Yesterday saw the launch of The Organic Trade Board’s #feedyourhappycampaign. This EU backed initiative aims to encourage people to ‘go organic’, even if it’s only a little bit!
I have been a strong supporter of organic produce for many years and try, cost permitting, to use organic produce as much as possible. I think there are certain foods which should always be organic; without compromise Organic milk is always in my fridge, and the majority of my fruit and vegetables are also organic. Most recently I have been researching organic meat and have discovered several local suppliers (more on them soon) whose meat is not organic but very high welfare and pasture fed. This is a really good compromise as organic meat can take a rather hefty chunk out of the weekly budget; and also, with any farm seeking organic certification, the goalposts are set extremely high before the certificate is awarded, so there is a transition period.
So, can we eat entirely organic?
I’m sure there are those out there who can, but it isn’t terribly easy. Generally, it’s probably easier to eat organic in cities, where there are lots of organic restaurants, cafes, and market-fresh produce available on a daily basis. You do have to (forgive the pun) dig rather deeper in the countryside. Then of course there is the issue of origin. I can walk into Waitrose and fill my basket to the brim with organic produce yet how much of it British? As someone passionate about our native produce I have to ask myself – do I go for the bag of local apples which are not certified organic but which I know to have been grown without pesticides, or the certified organic New Zealand grown apples flown thousands of miles and probably chilled near to death? British always wins.
The solution is to stand up for British organic farmers; supporting this campaign is showing the farming community that we want organic and we want British and there is a market out there to justify the initial outlay. We want improved health, better tasting products and more easily accessible products.
I think that a 60/40 rule should generally apply (occasionally stretching to 80/20). Even I am guilty of the ‘Mum, can we go to McDonald’s?’ moments; and no one (generally) is perfect. I do try and ensure that under my roof food is nutritious, not packed with poisonous pesticides and generally locally sourced (although I admit to trying Gousto over the really busy summer, as who can resist their opening offers?). But now that school has started and life isn’t quite as busy it’s time to sift through my recipe book collection and plan some fabulous, and obviously, budget conscious meals.
Here are my tips for cutting down the costs whilst enjoying organic:
1: Buy mince; it’s so versatile and organic mince is so much cheaper that the larger cuts, steaks or fillets. For everything from homemade Burgers to Shepherd’s Pie, soups and stews, mince is an essential – so load that freezer! It can also be bulked out with organic lentils (which are also quite reasonable) to make Chilli or Bolognese.
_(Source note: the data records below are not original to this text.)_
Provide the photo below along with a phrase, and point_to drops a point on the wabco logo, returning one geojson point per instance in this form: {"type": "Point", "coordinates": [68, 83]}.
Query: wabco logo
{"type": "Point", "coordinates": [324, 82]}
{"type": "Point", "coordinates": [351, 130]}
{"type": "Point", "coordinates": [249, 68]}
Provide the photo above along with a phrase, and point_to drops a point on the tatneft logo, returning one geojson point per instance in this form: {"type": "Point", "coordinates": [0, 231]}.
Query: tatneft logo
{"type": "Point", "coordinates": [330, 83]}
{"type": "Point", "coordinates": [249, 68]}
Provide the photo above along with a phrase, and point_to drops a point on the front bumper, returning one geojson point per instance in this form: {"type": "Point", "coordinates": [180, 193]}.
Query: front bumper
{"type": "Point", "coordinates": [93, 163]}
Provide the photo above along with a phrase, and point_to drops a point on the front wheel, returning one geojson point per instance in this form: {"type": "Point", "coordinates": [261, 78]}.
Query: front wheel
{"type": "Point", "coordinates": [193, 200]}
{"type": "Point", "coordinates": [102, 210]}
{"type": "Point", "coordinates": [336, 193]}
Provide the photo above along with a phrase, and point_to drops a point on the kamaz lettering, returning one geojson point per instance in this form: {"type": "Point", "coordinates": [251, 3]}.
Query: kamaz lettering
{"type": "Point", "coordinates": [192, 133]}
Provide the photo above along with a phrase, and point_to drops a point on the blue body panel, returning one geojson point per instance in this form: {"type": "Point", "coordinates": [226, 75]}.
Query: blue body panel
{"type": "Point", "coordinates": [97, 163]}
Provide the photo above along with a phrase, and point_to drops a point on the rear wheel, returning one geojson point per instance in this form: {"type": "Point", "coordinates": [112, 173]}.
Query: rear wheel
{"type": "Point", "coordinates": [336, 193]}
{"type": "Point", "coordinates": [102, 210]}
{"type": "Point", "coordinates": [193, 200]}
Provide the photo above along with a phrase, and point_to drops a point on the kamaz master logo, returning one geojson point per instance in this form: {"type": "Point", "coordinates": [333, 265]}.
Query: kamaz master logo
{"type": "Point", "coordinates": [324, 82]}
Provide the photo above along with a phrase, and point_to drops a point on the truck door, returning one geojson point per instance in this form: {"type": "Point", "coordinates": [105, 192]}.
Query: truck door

2: Buy a whole chicken; it’ll do Sunday Lunch, Monday supper and soup for at least two days lunches. Bone broth is totally delicious and amazingly good for you so make sure not to waste a drop – and also using the whole bird takes away any ‘expense’ guilt
3: Buy offal – again really nutritious. Chicken livers can be whipped into a light and delicious parfait; lambs liver served with bacon, mash and onion gravy is a forgotten delight. Organic Pig’s liver makes excellent terrine, even better served with a side of windfall apple and cider chutney.
4: Buy seasonally; go with the sturdy brassicas in winter and the radishes and tomatoes in summer – eating with the seasons is a sure way to reduce costs; and who wants to eat strawberries in the middle of December anyway?
5: Finally, try and buy in bulk; flour, oats, rice and pasta are all more affordable when bought in larger quantities; I buy 20kg sacks of organic, stoneground flour directly from the mills via amazon, or from Sharpham Park shop and it’s always far better value for money.